Le duo Titoune-Bonaventure et leur équipe ont installé leur nouveau chapiteau sur le pré du Théâtre Vidy-Lausanne jusqu’au 10 novembre. Pour ce « Strano », entre clown, acrobatie et théâtre, la foule se presse et passe un bon moment. C’est un cirque, oui. Comme on le voit trop rarement.
Nous entendons d’abord une rumeur. Une fanfare militaire approche au pas. Le public occupe déjà les tribunes et cette musique rôde dehors tout autour du chapiteau. Et voici qu’apparaît une personne complètement hagarde. Il a l’air épuisé, s’effondre aussitôt, son cul craquelant la peau d’une grosse caisse. Il crie comme un bougre, bruyant, parle de longue marche, de froid et de ruines.
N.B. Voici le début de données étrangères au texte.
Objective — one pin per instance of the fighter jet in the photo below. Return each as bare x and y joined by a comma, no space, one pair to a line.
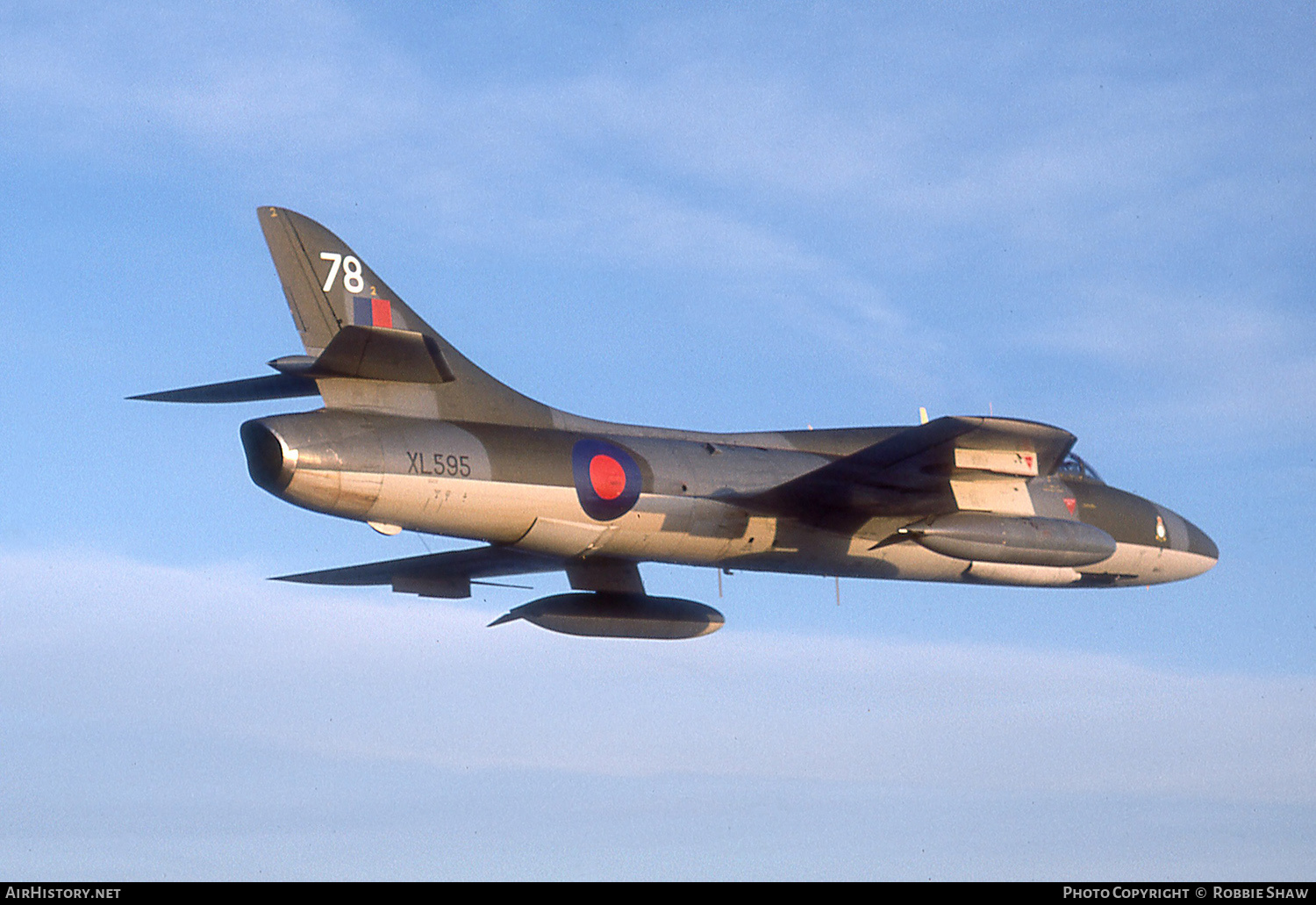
413,436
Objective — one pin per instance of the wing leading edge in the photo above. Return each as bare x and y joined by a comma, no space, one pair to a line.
915,472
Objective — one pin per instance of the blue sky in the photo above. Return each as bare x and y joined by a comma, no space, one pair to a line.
712,216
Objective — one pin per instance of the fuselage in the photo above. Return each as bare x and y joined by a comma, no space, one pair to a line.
654,494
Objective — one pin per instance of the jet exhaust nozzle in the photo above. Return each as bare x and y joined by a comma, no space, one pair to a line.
1028,541
605,614
270,463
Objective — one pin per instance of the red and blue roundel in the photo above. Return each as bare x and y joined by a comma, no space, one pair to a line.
607,478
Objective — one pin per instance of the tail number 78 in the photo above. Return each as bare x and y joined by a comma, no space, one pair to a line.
352,278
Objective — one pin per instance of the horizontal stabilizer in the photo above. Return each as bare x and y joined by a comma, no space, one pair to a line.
436,575
379,353
253,389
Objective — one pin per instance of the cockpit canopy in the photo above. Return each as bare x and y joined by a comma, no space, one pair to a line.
1073,467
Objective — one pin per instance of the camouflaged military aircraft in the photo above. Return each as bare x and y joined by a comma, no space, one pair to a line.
412,435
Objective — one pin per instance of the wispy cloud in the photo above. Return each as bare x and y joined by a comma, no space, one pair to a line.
390,679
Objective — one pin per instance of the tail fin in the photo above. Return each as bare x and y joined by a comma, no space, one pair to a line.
329,287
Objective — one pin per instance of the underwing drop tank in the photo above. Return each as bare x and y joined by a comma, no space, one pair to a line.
604,614
1033,541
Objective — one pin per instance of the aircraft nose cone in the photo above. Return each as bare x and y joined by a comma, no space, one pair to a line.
1200,544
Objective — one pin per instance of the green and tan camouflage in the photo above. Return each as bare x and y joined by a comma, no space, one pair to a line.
415,436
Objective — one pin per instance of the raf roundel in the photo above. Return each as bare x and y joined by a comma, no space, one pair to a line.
607,478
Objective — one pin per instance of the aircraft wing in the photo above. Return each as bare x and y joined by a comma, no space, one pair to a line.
436,575
931,468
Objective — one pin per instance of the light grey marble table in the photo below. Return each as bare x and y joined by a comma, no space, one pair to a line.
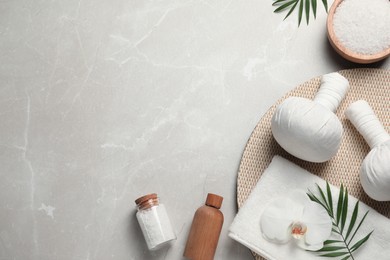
104,101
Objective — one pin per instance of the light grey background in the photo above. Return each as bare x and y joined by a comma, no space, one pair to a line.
104,101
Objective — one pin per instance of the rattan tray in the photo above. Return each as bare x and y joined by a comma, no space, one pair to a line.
372,85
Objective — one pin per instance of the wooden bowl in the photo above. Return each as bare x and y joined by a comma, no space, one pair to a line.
342,50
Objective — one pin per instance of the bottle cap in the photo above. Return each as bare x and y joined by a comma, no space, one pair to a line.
214,200
143,201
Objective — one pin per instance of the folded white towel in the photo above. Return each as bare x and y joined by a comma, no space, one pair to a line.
279,179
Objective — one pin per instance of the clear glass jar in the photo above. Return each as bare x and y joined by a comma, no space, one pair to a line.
154,222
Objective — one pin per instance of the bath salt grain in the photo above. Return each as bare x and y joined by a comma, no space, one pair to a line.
363,26
154,222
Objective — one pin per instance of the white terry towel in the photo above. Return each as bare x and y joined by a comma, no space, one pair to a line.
279,179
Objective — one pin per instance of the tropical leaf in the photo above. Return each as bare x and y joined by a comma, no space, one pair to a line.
341,247
304,5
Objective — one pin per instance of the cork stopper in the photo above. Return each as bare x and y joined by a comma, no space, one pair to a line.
147,201
214,200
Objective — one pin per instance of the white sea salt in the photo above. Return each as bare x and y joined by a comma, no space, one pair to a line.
363,26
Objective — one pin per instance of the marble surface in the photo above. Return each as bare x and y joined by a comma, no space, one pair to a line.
104,101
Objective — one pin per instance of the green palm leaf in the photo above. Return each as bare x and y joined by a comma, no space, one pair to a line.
304,5
340,248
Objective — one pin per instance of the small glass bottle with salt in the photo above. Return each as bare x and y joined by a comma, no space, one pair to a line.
154,222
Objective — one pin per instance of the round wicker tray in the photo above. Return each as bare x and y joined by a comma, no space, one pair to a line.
372,85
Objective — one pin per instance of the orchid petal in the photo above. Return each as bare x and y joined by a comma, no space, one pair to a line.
318,222
276,220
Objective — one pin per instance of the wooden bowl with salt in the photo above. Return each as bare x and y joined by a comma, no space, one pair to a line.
345,52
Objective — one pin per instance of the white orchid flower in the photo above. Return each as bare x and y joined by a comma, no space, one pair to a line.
296,217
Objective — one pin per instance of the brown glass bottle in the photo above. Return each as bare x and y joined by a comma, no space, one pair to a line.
205,230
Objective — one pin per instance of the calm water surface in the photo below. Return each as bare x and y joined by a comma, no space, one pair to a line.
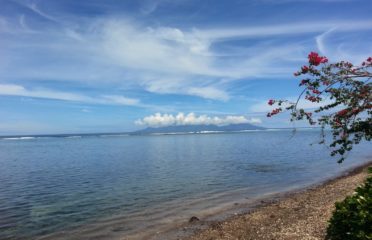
102,186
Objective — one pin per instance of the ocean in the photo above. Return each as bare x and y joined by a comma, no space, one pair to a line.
110,186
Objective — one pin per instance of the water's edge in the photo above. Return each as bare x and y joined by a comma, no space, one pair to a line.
188,229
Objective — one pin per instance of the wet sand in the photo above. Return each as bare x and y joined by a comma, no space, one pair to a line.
297,215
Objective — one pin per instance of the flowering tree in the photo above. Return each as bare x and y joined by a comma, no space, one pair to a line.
343,95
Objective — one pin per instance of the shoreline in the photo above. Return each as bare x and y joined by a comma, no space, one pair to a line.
171,224
295,214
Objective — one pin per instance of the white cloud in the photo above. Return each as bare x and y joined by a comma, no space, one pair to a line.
181,119
165,60
18,90
264,107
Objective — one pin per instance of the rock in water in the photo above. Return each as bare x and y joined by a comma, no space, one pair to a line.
194,219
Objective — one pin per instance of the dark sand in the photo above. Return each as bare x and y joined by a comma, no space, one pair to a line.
300,215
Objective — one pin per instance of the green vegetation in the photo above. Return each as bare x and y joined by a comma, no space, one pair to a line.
352,218
340,94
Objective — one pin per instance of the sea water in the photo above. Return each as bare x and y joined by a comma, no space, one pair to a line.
103,186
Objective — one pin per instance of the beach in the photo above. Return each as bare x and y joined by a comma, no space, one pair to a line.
298,215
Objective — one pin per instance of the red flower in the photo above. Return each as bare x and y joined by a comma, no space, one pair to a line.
316,91
315,59
342,112
305,69
303,82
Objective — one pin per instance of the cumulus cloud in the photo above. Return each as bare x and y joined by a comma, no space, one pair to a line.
264,107
181,119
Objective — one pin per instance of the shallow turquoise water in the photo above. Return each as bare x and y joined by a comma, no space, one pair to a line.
52,185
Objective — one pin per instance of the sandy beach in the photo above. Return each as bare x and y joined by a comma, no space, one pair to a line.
300,215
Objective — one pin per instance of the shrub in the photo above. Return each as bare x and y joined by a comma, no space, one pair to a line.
352,219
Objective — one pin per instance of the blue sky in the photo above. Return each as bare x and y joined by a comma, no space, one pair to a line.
107,66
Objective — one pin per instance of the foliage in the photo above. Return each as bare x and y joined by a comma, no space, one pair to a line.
352,218
342,96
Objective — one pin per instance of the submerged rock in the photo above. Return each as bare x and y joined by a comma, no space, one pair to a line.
194,219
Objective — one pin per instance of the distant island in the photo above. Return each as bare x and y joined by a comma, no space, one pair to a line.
198,129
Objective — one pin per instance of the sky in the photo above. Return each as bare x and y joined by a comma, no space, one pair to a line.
77,66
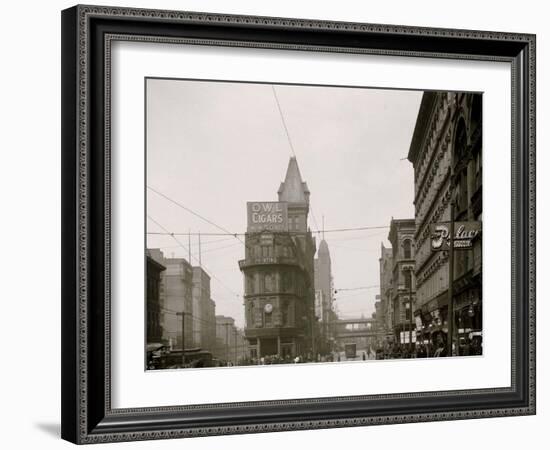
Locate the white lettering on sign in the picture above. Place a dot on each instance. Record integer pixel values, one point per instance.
(464, 234)
(267, 216)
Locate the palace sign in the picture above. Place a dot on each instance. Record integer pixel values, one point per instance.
(465, 232)
(267, 216)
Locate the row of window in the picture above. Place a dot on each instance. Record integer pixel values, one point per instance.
(279, 281)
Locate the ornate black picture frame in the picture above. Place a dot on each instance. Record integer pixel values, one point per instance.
(87, 34)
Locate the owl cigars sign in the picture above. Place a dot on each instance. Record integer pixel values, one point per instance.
(464, 235)
(262, 216)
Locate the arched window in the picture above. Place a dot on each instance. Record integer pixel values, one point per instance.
(459, 156)
(407, 249)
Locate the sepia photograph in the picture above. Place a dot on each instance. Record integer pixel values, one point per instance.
(290, 224)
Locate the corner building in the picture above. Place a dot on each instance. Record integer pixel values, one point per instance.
(278, 273)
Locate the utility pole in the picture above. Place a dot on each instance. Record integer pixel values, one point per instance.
(235, 331)
(182, 314)
(226, 342)
(200, 253)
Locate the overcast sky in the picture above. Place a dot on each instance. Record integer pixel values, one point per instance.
(213, 146)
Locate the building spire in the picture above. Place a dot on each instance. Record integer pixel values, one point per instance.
(293, 189)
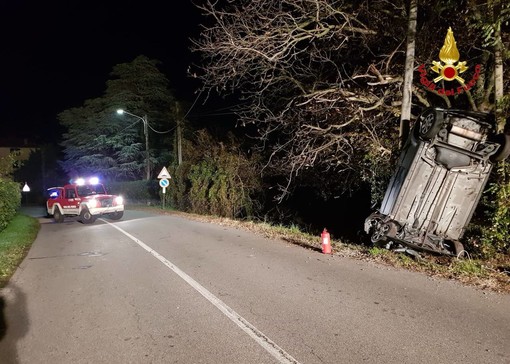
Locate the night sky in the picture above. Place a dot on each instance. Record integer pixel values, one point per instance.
(56, 54)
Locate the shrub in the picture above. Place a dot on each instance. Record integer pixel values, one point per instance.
(10, 201)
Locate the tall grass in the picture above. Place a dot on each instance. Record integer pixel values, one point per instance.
(15, 241)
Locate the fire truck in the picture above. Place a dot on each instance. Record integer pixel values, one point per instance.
(85, 199)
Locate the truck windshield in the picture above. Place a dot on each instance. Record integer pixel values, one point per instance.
(89, 190)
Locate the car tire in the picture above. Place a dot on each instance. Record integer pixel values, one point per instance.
(86, 217)
(504, 150)
(116, 215)
(58, 216)
(430, 122)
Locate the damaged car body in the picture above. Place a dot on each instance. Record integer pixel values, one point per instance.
(441, 174)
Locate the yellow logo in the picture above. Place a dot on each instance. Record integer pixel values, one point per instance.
(449, 54)
(448, 69)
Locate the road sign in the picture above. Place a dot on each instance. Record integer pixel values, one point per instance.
(164, 183)
(164, 174)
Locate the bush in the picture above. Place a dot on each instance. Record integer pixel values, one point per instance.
(10, 201)
(496, 236)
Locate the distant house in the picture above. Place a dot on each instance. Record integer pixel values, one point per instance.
(20, 149)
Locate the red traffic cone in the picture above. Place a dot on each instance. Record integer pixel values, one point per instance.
(326, 244)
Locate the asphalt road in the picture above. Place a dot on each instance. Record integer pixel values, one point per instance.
(164, 289)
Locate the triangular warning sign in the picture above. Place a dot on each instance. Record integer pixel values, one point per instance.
(164, 173)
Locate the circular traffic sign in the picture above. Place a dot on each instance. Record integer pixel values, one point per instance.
(164, 183)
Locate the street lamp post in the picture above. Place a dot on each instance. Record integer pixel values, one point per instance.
(146, 133)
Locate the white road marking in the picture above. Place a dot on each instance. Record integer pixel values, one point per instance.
(270, 346)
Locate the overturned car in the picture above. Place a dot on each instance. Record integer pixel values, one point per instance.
(441, 173)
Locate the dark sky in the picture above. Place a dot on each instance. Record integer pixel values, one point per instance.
(55, 54)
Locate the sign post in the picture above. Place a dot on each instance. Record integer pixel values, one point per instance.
(163, 177)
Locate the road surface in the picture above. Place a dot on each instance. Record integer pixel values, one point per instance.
(165, 289)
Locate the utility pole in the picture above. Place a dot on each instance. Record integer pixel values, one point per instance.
(407, 87)
(147, 154)
(179, 133)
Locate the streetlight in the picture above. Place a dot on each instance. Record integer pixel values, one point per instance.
(146, 132)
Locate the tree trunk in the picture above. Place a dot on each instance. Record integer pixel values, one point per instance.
(405, 115)
(498, 68)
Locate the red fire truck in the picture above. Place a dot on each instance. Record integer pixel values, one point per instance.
(85, 199)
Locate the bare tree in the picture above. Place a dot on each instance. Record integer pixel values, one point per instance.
(407, 88)
(320, 79)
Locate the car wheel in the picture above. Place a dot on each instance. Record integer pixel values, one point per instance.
(57, 216)
(116, 215)
(430, 123)
(504, 150)
(86, 217)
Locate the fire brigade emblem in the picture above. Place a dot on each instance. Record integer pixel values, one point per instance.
(450, 67)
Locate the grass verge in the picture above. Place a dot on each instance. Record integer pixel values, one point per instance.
(15, 241)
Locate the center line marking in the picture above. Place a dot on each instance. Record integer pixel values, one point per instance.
(269, 345)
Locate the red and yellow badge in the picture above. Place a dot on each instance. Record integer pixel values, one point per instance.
(449, 69)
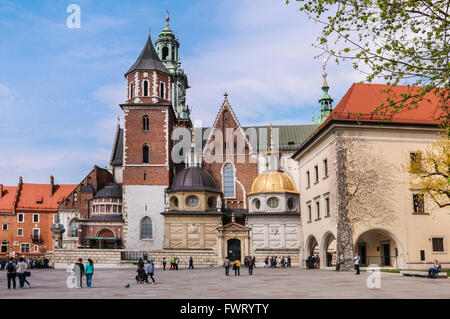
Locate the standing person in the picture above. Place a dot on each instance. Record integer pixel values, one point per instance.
(435, 269)
(79, 272)
(149, 271)
(20, 270)
(89, 272)
(226, 264)
(250, 266)
(237, 265)
(356, 261)
(3, 263)
(140, 263)
(11, 272)
(172, 263)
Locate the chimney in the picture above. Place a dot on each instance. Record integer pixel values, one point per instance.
(52, 185)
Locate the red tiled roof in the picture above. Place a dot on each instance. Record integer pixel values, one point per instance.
(33, 197)
(7, 200)
(37, 196)
(359, 103)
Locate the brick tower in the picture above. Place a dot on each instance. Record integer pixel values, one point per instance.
(147, 166)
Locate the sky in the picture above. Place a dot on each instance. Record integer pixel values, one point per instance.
(60, 87)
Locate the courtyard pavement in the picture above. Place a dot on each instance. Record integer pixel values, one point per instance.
(212, 283)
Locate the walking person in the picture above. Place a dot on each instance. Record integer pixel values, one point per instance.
(79, 273)
(356, 261)
(89, 268)
(20, 270)
(435, 269)
(226, 264)
(11, 272)
(3, 264)
(172, 263)
(149, 271)
(250, 266)
(237, 266)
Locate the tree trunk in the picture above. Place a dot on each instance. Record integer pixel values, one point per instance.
(344, 240)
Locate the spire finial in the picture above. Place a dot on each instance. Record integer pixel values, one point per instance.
(324, 74)
(167, 18)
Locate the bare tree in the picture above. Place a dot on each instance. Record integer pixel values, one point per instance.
(365, 185)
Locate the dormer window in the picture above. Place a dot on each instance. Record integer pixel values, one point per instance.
(145, 86)
(145, 154)
(161, 90)
(145, 123)
(165, 53)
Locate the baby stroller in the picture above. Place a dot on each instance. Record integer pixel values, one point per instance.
(141, 276)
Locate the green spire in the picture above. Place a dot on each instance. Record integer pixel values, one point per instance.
(167, 46)
(326, 101)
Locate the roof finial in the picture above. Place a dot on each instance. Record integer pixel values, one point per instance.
(167, 18)
(324, 74)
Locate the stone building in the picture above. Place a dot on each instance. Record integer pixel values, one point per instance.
(27, 212)
(392, 227)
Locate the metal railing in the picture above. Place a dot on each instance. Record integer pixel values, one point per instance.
(134, 255)
(382, 261)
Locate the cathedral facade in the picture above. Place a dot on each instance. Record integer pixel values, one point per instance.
(230, 192)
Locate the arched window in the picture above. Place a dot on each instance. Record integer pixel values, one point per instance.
(146, 228)
(131, 91)
(145, 154)
(145, 123)
(73, 228)
(165, 53)
(161, 90)
(228, 180)
(145, 88)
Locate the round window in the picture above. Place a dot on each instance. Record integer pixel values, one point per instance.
(192, 201)
(257, 203)
(273, 202)
(291, 203)
(211, 202)
(175, 201)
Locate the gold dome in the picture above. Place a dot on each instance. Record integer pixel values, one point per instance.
(273, 182)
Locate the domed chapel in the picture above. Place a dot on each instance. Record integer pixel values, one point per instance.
(145, 204)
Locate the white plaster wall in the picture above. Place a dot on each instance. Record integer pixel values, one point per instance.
(274, 232)
(140, 201)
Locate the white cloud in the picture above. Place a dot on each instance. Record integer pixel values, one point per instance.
(266, 64)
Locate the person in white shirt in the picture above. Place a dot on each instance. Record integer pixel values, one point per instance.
(356, 260)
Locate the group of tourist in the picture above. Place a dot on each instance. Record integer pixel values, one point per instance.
(81, 270)
(144, 271)
(249, 263)
(313, 262)
(277, 262)
(32, 263)
(16, 268)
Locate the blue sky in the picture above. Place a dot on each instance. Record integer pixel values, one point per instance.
(60, 87)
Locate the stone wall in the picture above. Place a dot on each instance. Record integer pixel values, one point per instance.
(111, 258)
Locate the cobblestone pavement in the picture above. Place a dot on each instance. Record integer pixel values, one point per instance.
(212, 283)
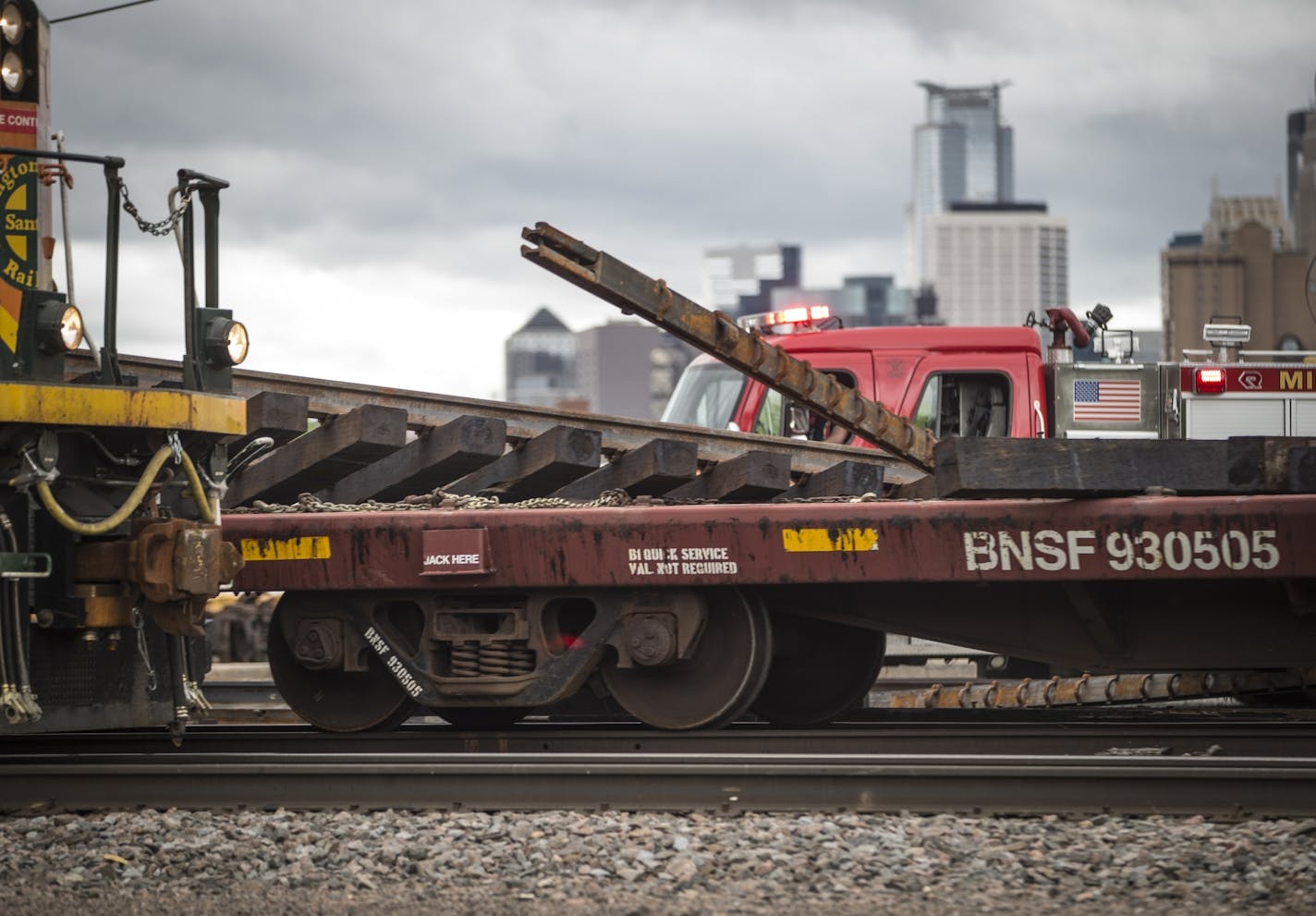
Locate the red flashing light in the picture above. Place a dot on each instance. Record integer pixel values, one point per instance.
(1208, 381)
(797, 315)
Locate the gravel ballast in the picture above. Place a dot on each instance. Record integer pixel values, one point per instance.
(550, 862)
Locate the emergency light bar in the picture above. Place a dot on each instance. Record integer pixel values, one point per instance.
(1226, 335)
(787, 320)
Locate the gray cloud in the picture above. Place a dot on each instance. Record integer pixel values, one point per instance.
(411, 136)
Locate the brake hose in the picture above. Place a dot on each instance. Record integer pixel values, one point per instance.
(134, 499)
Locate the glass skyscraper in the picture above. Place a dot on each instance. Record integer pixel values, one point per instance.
(962, 153)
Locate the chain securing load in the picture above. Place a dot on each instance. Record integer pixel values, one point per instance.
(1095, 690)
L’homme ressemble à un personnage de roman de Victor Hugo. Cet homme ne rit plus. Ses paroles sont fortes, l’humanité sort de ses poumons. Nous pensons que la vie dehors n’est pas bonne. Heureusement, nous voici tous dans le cocon du chapiteau du cirque Trottola. Un havre de paix. Le spectacle « Strano » peut commencer. Et notre homme se ressaisit.
Un duo légendaire
Trottola, ce sont des êtres de chair et de sang, des artistes de cirque avec la bouteille, la route et la hauteur. Dans le monde de la piste, le duo est légendaire. Leur réputation se mesure à la longue file d’attente qui serpente chaque soir sur le pré de Vidy, juste à côté du théâtre, devant la bâche avant son ouverture. Leurs noms : Titoune et Bonaventure. Titoune Krall, un moineau dans un corps de trapéziste. Bonaventure Gacon, un colosse barbu à la tendresse anarchiste d’Auguste. Sur le cercle, compagnon indispensable de « Strano », il y a aussi Pierre Le Gouallec, parfois remplacé par Sébastien Brun.
Le spectacle peut donc commencer. Et la musique change immédiatement. Adieu les pioupious et leurs clairons. Une plateforme se dévoile. Ci-dessus, voici l’orgue fantastique de Samuel Legal. Un acrobate au clavier, celui-là. Il fera ressortir de son instrument Bach comme Kagel, baroques comme contemporains, des sonorités à faire dresser les cheveux, tant c’est prenant, tant ça s’aère largement dans ce chapiteau aux airs de cabaret d’avant-guerre. .
Rires et frissons
« Strano » se vit et se découvre progressivement sur place. Cela provoque des rires, beaucoup de frissons, mais l’essentiel est ailleurs. Dans cette légèreté infinie, dans cette bizarrerie merveilleuse, de ces personnages mi-Pierrot mi-Gargantua qui dialoguent devant nous. Titoune semble parfois avoir le poids d’un simple bouchon tandis que Bonaventure peut s’écraser les doigts, soulever un piano à queue ou revenir d’une terrible bataille, le voici encore rugissant, indomptable, prêt à grimper encore et encore aux barricades. Toujours cette tête Hugolienne.
Il y a des fils et des trapèzes dans ce spectacle qui nous lance même un lapin, en plein milieu de la piste. Il y règne aussi un esprit qu’on ne retrouve qu’ici et on croise déjà les doigts pour que ce fabuleux « Strano » nous revienne rapidement. Les tournées de Trottola durent généralement quatre ans. De quoi faire des projets sur la comète pour un futur passage en Suisse romande.
Thierry Sartoretti/mh
« Strano » du Cirque Trottola, sous chapiteau à côté du Théâtre de Vidy-Lausanne, du 5 au 10 novembre 2024.